Ketua PCNU Jombang itu juga menambahkan bahwa kebersamaan dalam tradisi NU selalu disertai nilai sosial dan rasa syukur. “Kalau Pak Presiden Prabowo punya program Makan Bergizi Gratis, NU sejak dulu sudah punya MBG—Makan Berkat Gratis. Setelah Lailatul Ijtima’, jamaah makan dan dapat berkat juga,” ujarnya yang disambut tawa jamaah.

“Makanya orang NU jarang kurus. Kalau kurus, mungkin karena jarang ikut lailatul ijtima’,” lanjutnya bergurau.

Lebih lanjut, Gus Mirza selaku pengkaji kitab Mbah Hasyim kali ini menegaskan bahwa warga NU perlu berpegang pada 40 prinsip yang termuat dalam kitab Arba’ina Haditsan karya Mbah Hasyim. Ia juga mengutip dawuh KH Abdurrahman Wahid (Gus Dur) yang berpesan agar NU tidak menjadi alat politik.

“Ciri khas orang NU itu lugu—artinya ikhlas—dan suka kumpul-kumpul.
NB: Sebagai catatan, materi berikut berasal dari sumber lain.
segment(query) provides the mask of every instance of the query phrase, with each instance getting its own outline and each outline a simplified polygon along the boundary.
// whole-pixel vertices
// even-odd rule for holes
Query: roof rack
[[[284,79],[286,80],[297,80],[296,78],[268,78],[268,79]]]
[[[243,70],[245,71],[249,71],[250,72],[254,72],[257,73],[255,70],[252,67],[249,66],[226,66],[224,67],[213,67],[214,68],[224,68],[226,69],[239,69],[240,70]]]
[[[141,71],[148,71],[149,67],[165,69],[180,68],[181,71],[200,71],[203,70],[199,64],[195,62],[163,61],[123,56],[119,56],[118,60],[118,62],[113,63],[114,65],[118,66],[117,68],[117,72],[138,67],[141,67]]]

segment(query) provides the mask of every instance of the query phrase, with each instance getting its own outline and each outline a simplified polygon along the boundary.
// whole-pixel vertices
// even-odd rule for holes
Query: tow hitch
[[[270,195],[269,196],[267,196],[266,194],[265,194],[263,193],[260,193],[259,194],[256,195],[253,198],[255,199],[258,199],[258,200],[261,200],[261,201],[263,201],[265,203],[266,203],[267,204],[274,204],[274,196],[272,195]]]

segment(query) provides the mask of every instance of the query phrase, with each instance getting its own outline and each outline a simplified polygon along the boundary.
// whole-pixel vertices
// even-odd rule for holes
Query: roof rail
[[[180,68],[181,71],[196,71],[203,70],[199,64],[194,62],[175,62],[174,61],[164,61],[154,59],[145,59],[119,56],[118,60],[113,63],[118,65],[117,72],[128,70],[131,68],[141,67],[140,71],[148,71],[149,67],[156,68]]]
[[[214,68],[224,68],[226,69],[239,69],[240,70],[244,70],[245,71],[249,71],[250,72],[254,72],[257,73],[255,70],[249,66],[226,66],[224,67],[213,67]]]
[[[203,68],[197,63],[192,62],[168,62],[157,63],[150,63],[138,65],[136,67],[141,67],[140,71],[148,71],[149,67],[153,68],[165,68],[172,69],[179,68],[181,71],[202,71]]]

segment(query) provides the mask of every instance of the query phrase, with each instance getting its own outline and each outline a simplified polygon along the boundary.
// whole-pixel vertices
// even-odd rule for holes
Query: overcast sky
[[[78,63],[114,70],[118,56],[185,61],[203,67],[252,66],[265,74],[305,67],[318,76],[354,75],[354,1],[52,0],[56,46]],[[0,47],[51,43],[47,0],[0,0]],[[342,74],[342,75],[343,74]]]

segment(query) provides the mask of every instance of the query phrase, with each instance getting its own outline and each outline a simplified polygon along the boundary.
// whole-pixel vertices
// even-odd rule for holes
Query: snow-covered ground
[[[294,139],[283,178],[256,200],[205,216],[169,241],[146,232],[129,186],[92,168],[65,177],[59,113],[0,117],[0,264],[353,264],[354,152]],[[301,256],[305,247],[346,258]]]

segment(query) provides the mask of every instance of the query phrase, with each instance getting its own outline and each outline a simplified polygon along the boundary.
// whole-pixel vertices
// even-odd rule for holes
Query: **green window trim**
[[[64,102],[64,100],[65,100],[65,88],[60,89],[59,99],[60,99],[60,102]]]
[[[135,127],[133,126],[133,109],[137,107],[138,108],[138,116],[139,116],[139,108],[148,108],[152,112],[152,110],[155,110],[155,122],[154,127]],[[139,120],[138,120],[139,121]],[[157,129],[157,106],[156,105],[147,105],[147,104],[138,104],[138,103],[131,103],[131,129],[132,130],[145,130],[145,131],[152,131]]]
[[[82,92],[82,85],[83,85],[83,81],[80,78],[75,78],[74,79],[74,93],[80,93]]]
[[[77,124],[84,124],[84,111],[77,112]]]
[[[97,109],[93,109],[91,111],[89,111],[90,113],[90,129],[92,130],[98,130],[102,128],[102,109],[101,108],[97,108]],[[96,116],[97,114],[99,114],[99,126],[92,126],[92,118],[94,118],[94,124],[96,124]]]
Ada makanan disyukuri, tidak ada juga tidak apa-apa,” ujarnya.

“NU bukanlah obor besar yang menyala di Jakarta, melainkan lilin-lilin kecil yang menerangi setiap desa,” pungkasnya.

Rangkaian kegiatan lailatul ijtima’ diakhiri dengan doa penutup. Sesi ini dipimpin oleh KH Nurul Fuad, wakil ketua PCNU Jombang. (har)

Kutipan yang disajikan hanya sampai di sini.